Question #880
A developer is building a serverless application using Python on AWS with AWS Lambda and Amazon API Gateway. The developer uses AWS X-Ray for tracing but notices that some Lambda function invocations are not appearing in the X-Ray traces.
What should the developer do to ensure all Lambda function invocations are recorded in X-Ray?
Configure the X-Ray daemon to run in active mode and increase the UDP packet size for trace data transmission.
Instrument the Lambda functions by using the X-Ray SDK for Python and ensure the Lambda execution role grants X-Ray write permissions.
Enable X-Ray tracing integration directly in the API Gateway stage settings for all API methods.
Reduce the X-Ray segment document size limit in the X-Ray console to improve trace aggregation efficiency.
Explanation
Answer B is correct because AWS Lambda requires both the X-Ray SDK integration and proper IAM permissions to send trace data to X-Ray. Instrumenting the Lambda functions with the X-Ray SDK ensures that custom traces and metadata are captured, while the execution role's X-Ray write permissions (e.g., AWSXRayDaemonWriteAccess) allow the function to transmit data to X-Ray.
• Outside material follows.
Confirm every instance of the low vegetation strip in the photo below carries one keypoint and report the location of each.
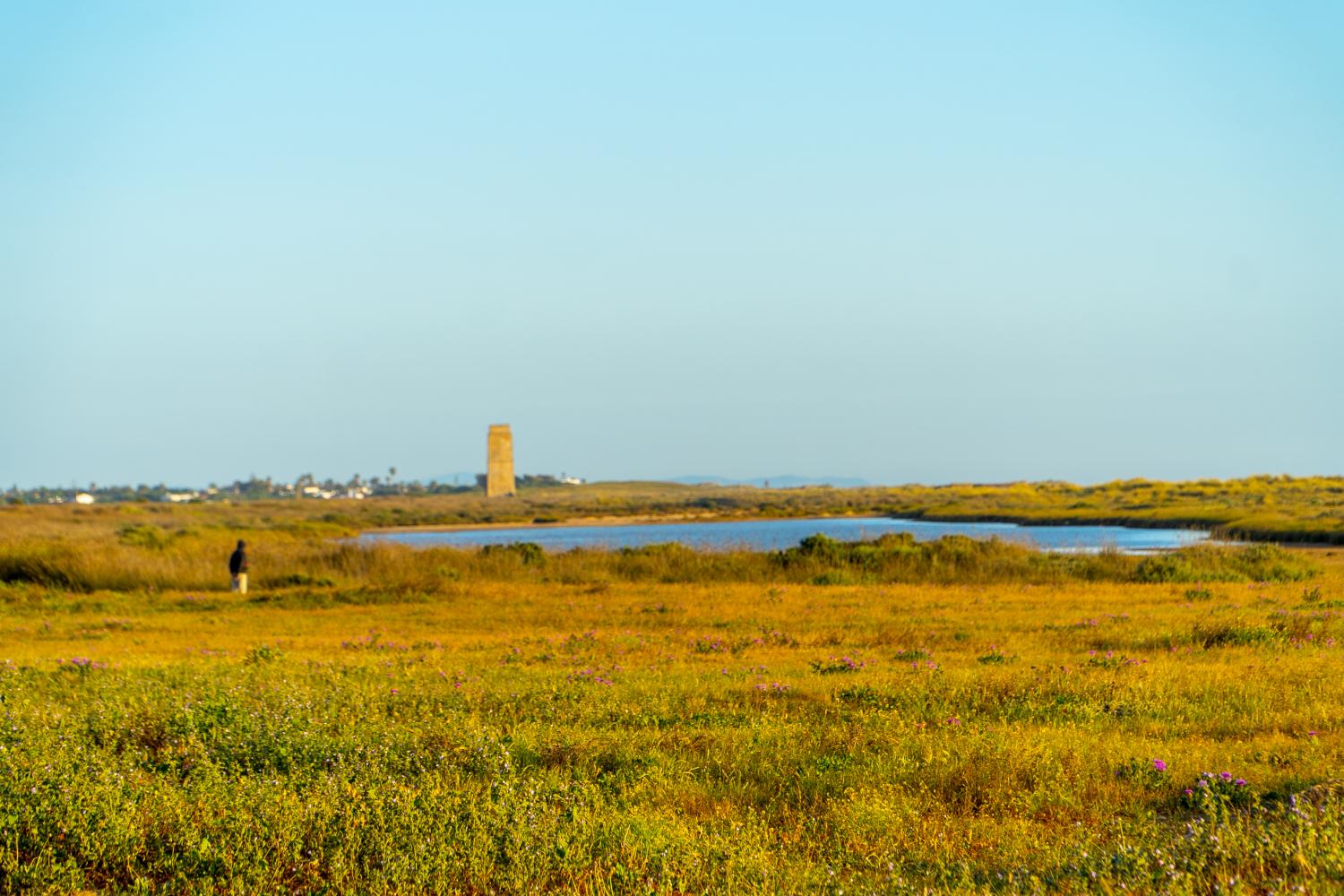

Option A is incorrect because the X-Ray daemon is managed by AWS Lambda when Active Tracing is enabled, and UDP settings are not typically user-configurable. Option C is incorrect because enabling X-Ray in API Gateway traces only the API Gateway layer, not the Lambda invocations. Option D is irrelevant, as segment size adjustments do not address missing invocations but rather trace data size limits.